HOMO‐LUMO energies and calculated global chemical parameters of compounds AzoNH, MeAzoNH, MeOAzoNH, and ClAzoNH.

Parameters	AzoNH	MeAzoNH	MeOAzoNH	ClAzoNH
ELUMO +1	−2.20	−1.95	−2.14	−2.21
ELUMO	−2.67	−2.27	−2.54	−2.74
EHOMO	−6.19	−5.83	−5.97	−6.19
EHOMO −1	−6.70	−6.26	−6.59	−6.75
ΔE	3.52	3.56	3.43	3.45
$\mathrm{c}$	4.43	4.05	4.25	4.46
$\eta$	1.76	1.78	1.71	1.72
$\sigma$	0.57	0.56	0.58	0.58
$\omega$	5.57	4.61	5.28	5.78

* c: chemical potential, $\eta$ : chemical hardness, $\sigma$ : global softness and ω: electrophilicity index.

In Vitro Studies on the Antifungal Activity

All new compounds were tested against clinically significant fungal species C. albicans and C. neoformans.
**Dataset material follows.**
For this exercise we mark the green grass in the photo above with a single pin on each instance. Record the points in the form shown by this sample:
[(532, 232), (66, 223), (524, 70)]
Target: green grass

Each compound was dissolved in RPMI‐1640 at concentrations between 250 and 1.7 μg/mL. Amphotericin B was used as a positive control, for which 100 % inhibition was achieved for both strains in the entire range of concentrations. ^[39] The corresponding Minimum Inhibitory Concentration (MIC) values were calculated from the graphs of the percentage of inhibition against the concentration for each compound in the different strains, as shown in Figures S18‐S21. AzoNH, MeAzoNH, MeOAzoNH, and ClAzoNH exhibited MIC ₅₀ values of 5.91, 6.25, >125, and 2.08 μg/mL for C. albicans, respectively, and 2.83, 2.08, 9.16, and 23.08 μg/mL for C. neoformans, respectively (Table 2). Although ClAzoNH was the most active compound against C. albicans, it was also the least active for C. neoformans. On the other hand, the compound AzoNH stands out as the second compound with the most significant activity against both strains.

Table 2.

MIC values for azomethine‐pyrazole compounds on C. albicans (C.a) and C. neoformans (C.n).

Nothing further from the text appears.